← Quora archive  ·  2011 Jan 16, 2011 07:53 AM PST

Question

How might we build an education system that is centered on creating rather than replicating knowledge?

Answer

This question misframes the issue, and to understand why, you need to understand the history of how the creation/preservation tradeoff has been managed.

The short answer to your question is that to create MORE and BETTER knowledge, paradoxically, we need to TRY to create FAR LESS.

Longer answer.

The Historical Facts

Until the late 19th century, there was no such thing as professionalized research/knowledge creation. There were only institutions like the Royal Society which prided themselves on a gentlemanly amateur culture, and individual and government patronage that went either to support individuals or institutions.

Around the turn of the century, Johns Hopkins received the first recognizably modern "research grant."

Around WW II, the visionary founder of what would become DARPA, Vannevar Bush, came up with a well-intentioned innovation that would revolutionize the mission of universities: indirect cost support.

Research grants had existed for quite a while before this innovation, but they were basically no different from the patronage model: governments or wealthy people simply paid smart people to create knowledge.

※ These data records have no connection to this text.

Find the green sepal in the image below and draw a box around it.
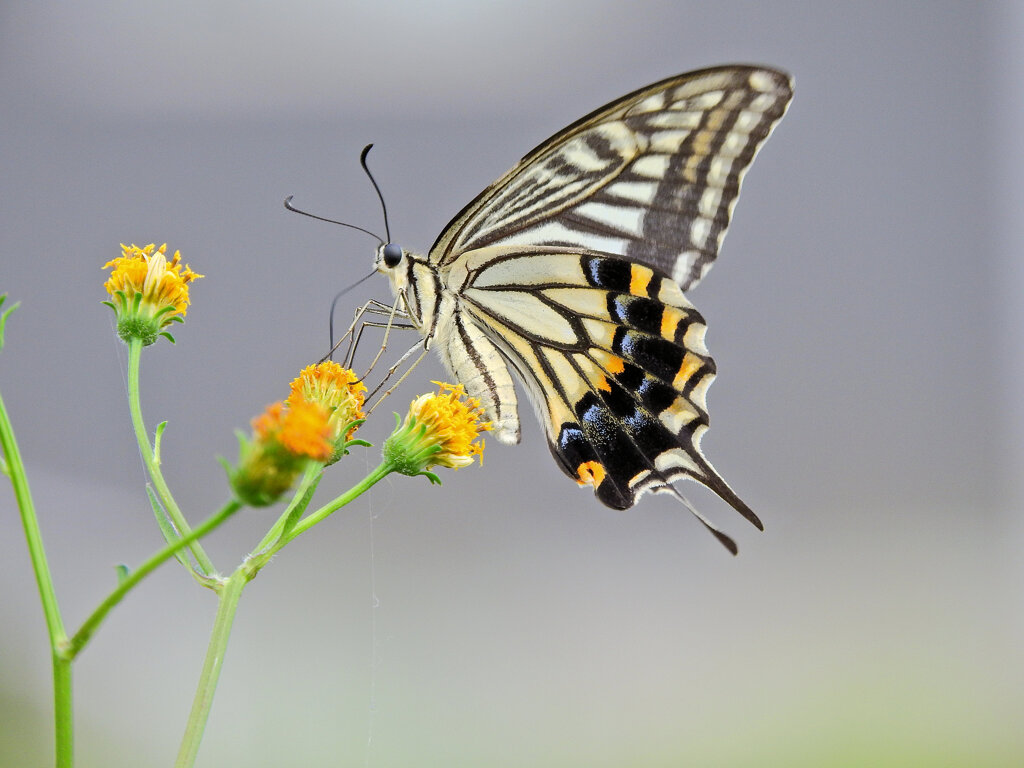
[217,454,234,477]
[159,331,177,344]
[115,563,131,584]
[417,471,442,486]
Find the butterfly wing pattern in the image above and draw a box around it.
[381,65,792,552]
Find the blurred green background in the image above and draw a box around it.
[2,1,1022,766]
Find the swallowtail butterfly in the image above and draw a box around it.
[374,65,792,552]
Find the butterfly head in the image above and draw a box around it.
[374,241,414,301]
[377,242,404,270]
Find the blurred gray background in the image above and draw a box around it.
[2,1,1022,766]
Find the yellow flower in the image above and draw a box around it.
[102,243,203,345]
[229,398,333,506]
[286,361,367,444]
[382,382,492,483]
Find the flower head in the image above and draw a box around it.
[228,398,333,506]
[102,243,203,345]
[286,361,367,455]
[382,382,492,483]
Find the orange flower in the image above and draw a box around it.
[230,398,333,506]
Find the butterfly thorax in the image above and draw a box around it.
[376,241,524,444]
[376,245,438,337]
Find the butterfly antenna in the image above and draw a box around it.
[283,196,384,245]
[359,144,392,243]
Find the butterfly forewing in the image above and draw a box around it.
[431,66,792,291]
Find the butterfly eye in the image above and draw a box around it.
[382,243,403,268]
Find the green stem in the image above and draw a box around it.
[126,337,215,576]
[175,570,247,768]
[249,463,323,557]
[64,500,242,660]
[175,464,393,767]
[52,654,73,768]
[0,388,73,767]
[278,461,393,549]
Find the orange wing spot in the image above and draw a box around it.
[661,307,682,340]
[605,355,626,374]
[629,264,653,296]
[672,352,704,390]
[595,372,611,392]
[576,460,606,488]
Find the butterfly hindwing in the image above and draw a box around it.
[438,246,761,536]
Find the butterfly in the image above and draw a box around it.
[370,65,792,552]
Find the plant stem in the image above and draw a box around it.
[0,388,73,767]
[175,569,247,768]
[64,500,242,660]
[249,463,323,556]
[52,654,73,768]
[173,463,393,766]
[278,461,392,548]
[126,337,215,576]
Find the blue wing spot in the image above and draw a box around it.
[582,255,631,291]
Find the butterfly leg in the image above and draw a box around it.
[318,298,398,364]
[344,303,415,371]
[355,295,415,380]
[365,342,431,414]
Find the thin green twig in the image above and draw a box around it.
[126,337,216,577]
[64,499,242,660]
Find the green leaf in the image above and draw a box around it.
[115,564,131,584]
[154,421,168,464]
[147,485,194,573]
[0,295,19,351]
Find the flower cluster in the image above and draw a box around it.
[102,243,203,345]
[99,242,489,507]
[228,362,368,505]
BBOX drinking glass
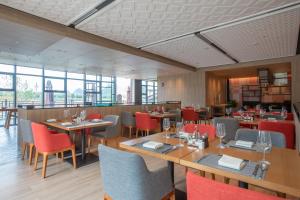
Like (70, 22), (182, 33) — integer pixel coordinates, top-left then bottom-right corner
(80, 110), (87, 122)
(163, 118), (171, 138)
(216, 123), (226, 149)
(225, 107), (232, 116)
(63, 109), (70, 121)
(256, 131), (272, 165)
(281, 109), (287, 120)
(269, 105), (273, 112)
(259, 109), (266, 118)
(176, 122), (184, 147)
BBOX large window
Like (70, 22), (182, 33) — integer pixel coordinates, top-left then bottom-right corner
(67, 72), (84, 105)
(16, 66), (43, 105)
(100, 76), (116, 104)
(44, 70), (66, 106)
(116, 77), (133, 104)
(142, 80), (157, 104)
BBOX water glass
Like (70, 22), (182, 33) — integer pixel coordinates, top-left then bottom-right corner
(281, 109), (287, 120)
(163, 118), (171, 138)
(216, 123), (226, 149)
(256, 131), (272, 165)
(225, 107), (232, 116)
(176, 122), (184, 147)
(63, 109), (70, 121)
(80, 110), (87, 121)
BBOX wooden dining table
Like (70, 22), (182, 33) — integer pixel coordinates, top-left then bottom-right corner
(120, 133), (300, 199)
(1, 107), (17, 129)
(149, 112), (178, 131)
(44, 120), (112, 167)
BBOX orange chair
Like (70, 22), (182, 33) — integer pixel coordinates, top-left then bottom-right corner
(183, 123), (216, 140)
(135, 112), (158, 137)
(187, 171), (283, 200)
(31, 122), (76, 178)
(182, 108), (199, 124)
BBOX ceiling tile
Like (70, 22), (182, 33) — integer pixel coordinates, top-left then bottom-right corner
(143, 35), (235, 68)
(0, 0), (104, 25)
(77, 0), (300, 47)
(202, 7), (300, 62)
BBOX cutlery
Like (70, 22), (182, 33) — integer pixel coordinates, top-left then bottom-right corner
(252, 164), (260, 177)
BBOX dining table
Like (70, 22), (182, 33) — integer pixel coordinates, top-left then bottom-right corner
(149, 112), (178, 131)
(44, 120), (112, 167)
(120, 132), (300, 199)
(1, 107), (17, 129)
(238, 118), (294, 129)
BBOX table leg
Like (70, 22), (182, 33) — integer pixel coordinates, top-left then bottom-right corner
(168, 161), (174, 185)
(4, 111), (12, 129)
(160, 118), (164, 132)
(238, 181), (248, 189)
(81, 129), (86, 160)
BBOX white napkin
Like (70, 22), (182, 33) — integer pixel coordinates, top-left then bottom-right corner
(235, 140), (254, 148)
(46, 119), (56, 122)
(142, 141), (164, 149)
(218, 154), (245, 170)
(61, 122), (73, 126)
(91, 119), (102, 122)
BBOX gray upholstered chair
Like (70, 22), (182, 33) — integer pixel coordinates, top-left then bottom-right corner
(20, 119), (35, 165)
(98, 145), (174, 200)
(235, 128), (286, 148)
(212, 117), (239, 142)
(91, 115), (120, 146)
(121, 111), (136, 138)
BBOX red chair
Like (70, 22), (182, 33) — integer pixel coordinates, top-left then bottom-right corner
(135, 112), (158, 137)
(182, 108), (199, 124)
(186, 171), (283, 200)
(86, 113), (102, 153)
(31, 122), (76, 178)
(258, 121), (295, 149)
(183, 123), (216, 140)
(286, 113), (294, 121)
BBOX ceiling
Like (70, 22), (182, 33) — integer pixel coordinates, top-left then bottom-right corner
(0, 0), (299, 77)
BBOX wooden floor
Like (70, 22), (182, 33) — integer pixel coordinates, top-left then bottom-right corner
(0, 127), (298, 200)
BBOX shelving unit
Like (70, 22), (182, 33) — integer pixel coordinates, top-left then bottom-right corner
(242, 85), (261, 103)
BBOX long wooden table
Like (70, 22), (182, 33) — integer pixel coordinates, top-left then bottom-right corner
(120, 133), (300, 198)
(1, 108), (17, 129)
(44, 120), (112, 167)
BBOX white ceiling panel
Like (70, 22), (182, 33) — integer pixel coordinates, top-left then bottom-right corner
(77, 0), (300, 47)
(202, 7), (300, 62)
(143, 35), (235, 68)
(0, 0), (104, 25)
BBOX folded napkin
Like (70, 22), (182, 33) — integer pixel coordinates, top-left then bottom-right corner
(235, 140), (254, 148)
(142, 141), (164, 149)
(46, 119), (56, 122)
(218, 154), (245, 170)
(61, 122), (73, 126)
(91, 119), (102, 123)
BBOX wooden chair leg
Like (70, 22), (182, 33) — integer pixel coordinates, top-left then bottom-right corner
(136, 129), (139, 138)
(276, 192), (286, 198)
(42, 153), (48, 178)
(162, 190), (175, 200)
(224, 177), (230, 184)
(146, 129), (149, 136)
(199, 170), (205, 177)
(34, 151), (39, 170)
(104, 193), (112, 200)
(61, 151), (64, 161)
(71, 146), (77, 169)
(129, 126), (132, 138)
(28, 144), (34, 165)
(21, 142), (27, 160)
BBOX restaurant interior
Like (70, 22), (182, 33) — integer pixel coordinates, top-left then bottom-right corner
(0, 1), (300, 200)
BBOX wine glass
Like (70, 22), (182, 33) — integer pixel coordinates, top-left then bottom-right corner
(176, 122), (184, 147)
(216, 123), (226, 149)
(281, 109), (287, 120)
(259, 109), (266, 119)
(80, 110), (87, 122)
(256, 131), (272, 165)
(163, 118), (171, 138)
(225, 107), (232, 117)
(269, 105), (273, 112)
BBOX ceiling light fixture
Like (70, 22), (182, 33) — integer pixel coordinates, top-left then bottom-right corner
(68, 0), (115, 28)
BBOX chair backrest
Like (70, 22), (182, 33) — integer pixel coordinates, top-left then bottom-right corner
(31, 122), (53, 152)
(258, 121), (295, 149)
(98, 145), (159, 200)
(87, 113), (102, 120)
(184, 123), (216, 139)
(19, 119), (34, 143)
(102, 115), (120, 138)
(212, 117), (239, 142)
(182, 108), (199, 121)
(168, 109), (182, 122)
(235, 128), (286, 148)
(186, 171), (283, 200)
(135, 112), (152, 129)
(121, 111), (135, 127)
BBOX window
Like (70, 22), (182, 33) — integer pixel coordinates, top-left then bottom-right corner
(17, 66), (42, 76)
(0, 64), (14, 73)
(67, 79), (84, 105)
(44, 70), (66, 106)
(44, 69), (65, 78)
(116, 77), (132, 104)
(0, 74), (13, 90)
(16, 75), (42, 105)
(142, 80), (157, 104)
(100, 76), (116, 103)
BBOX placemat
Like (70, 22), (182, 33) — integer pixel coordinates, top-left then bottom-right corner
(133, 140), (177, 154)
(196, 154), (267, 179)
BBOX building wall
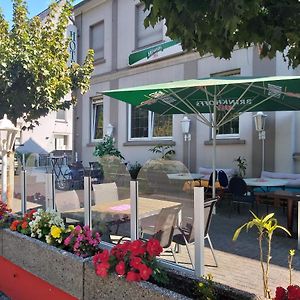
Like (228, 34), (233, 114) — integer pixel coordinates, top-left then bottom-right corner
(74, 0), (300, 175)
(18, 108), (73, 154)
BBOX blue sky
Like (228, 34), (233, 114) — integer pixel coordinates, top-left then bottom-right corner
(0, 0), (82, 23)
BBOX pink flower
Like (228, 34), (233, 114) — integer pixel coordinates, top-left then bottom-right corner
(74, 225), (82, 233)
(64, 236), (72, 246)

Or if they had no particular focus, they endowed universities or libraries. People kept support for institutions separate from support for individuals.

Then Indirect Costs were invented, and everything went to hell.

The Effect of Indirect Costs

Quite simply, indirect cost support was an overhead rate tacked on to any grant to help defray use of institutional resources, ranging from libraries to classrooms to office space.

Currently this hovers around 50-55%. So if you get an NSF grant for $100,000, you will actually get $150,000 and the extra money will go to the university.

Why does this minor bureaucratic item matter?

Financially, this is a drop in the bucket. For large universities, their budgets are far bigger than the little pool of money created by indirect cost support.

The reason it matters is that this is entirely discretionary money. Institutions can use it to do whatever the hell the want. It is the primary fuel for growth initiatives. The rest of the budget is already spoken for, by needs ranging from salaries to building maintenance.

Presidents, deans and departments fight over the indirect cost pie.

And they crack the whip on faculty to bring in the money. Hard.

Hiring is influenced by who can bring in money. Money-maker disciplines like engineering and pay-for-themselves disciplines like Law start to overwhelm disciplines like literature, where far less grant money is available.

The Birth of the Research University

They've been fighting and cracking whips so hard for nearly 70 years in fact, that their fighting has transformed universities (originally institutions dedicated to preservation and teaching of knowledge, with creation being more of a hobby) into an entirely new kind of institution: the "Research University."

It is a shift that has massively swung the balance from knowledge preservation (achieved through teaching) to creation (achieved through research).

How does this relate to your question?

You see, this scaling and professionalization of knowledge creation as "research," while it has had many fantastic benefits has also killed the golden goose.

The industrial scale knowledge creation is no longer about discovering the most interesting, humanity-elevating kinds of new knowledge. It's about creating the knowledge that attracts the most funding.

The Age of Intellectual Pygmies

Both the spirit and quality of the great age of amateur knowledge creators has vanished. We live in an age of (frankly) intellectual pygmies. Bureaucratic knowledge creators who pretend that there are no more Newtons and Shakespeares because those lucky guys happened to get in on the knowledge creation scene early and pick off all the juicy low-hanging fruit.

We've corrupted the spirit of no-strings-attached exploration. We've traded quality for quantity. We've traded deep thought for productivity. We've traded works that derive from decades of obsession, such as the Principia, for TED talks.

We've allowed awe of amazing feats of industrial-scale knowledge production (actually, refinement rather than true production) and application, such as landing on the moon, to obscure the fact that we can no longer produce a Newton or Gauss (who between them, provided most of the intellectual firepower needed for getting to the moon).

For the record, though I am no longer formally part of the academy, I am a product of the academy, and as much an intellectual pygmy as the grant-grubbing insiders.

Creating a New Age of Giants

It's too late for you and me. But if we want the giants to return, we have to do one single, simple, and incredibly important thing:

We have to deprofessionalize discovery, and return it to amateur status.

Paradoxically, to get back to "giant-driven" discovery, we have to focus on teaching and preservation.

We have to turn off entirely, or significantly reduce, the cocaine of indirect cost support that flows through the veins of research universities.

Grow thinkers, not buildings.

Let institution builders get back to doing their own damn fund-raising, instead of leeching off thinkers and knowledge creators through what is in effect, predatory taxation that enslaves them.